Rappels

Histoire de l'appareil

Début des années 1960, la France et le Royaume-Uni recherchent tous deux un avion d'entraînement avec des capacités d'attaque au sol pour remplacer le T-33, le Fouga Magister et le Hawker Hunter.
Bien que les cahiers des charges respectifs soient différents, les besoins sont cependant rapprochés et un premier protocole d'accord sur un avion biréacteur à ailes en flèche haute équipé de deux réacteurs est signé entre les deux pays en mars 1964.
Le projet 121A proposé par Bréguet est retenu en 1965 et, l'année d'après, Bréguet fonde avec British Aircraft Corporation (BAC) la co-entreprise SEPECAT chargée de concevoir puis de fabriquer en série le futur avion.

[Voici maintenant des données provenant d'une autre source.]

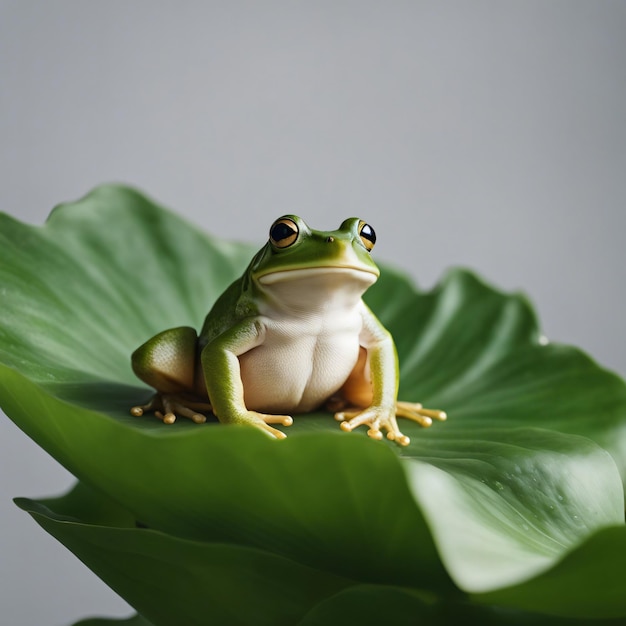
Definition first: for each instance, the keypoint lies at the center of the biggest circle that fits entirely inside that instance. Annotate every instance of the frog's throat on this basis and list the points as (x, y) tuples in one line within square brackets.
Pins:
[(365, 274)]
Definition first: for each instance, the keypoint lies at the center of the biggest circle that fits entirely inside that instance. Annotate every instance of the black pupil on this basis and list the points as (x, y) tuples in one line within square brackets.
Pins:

La production en série est partagée à parts égales, chaque pays fournissant une moitié des pièces et assurant l'assemblage final des appareils qui lui sont destinés. Les réacteurs étaient construits par Rolls-Royce pour les avions anglais, et par Turboméca pour les avions français.
Sa structure légère en « nid d’abeille », sa voilure équipée de volets hypersustentateurs et de becs de bord d’attaque et ses pneus basse pression lui permettront d’opérer à partir de pistes courtes et sommaires. Il sera équipé d’une perche de ravitaillement en vol escamotable.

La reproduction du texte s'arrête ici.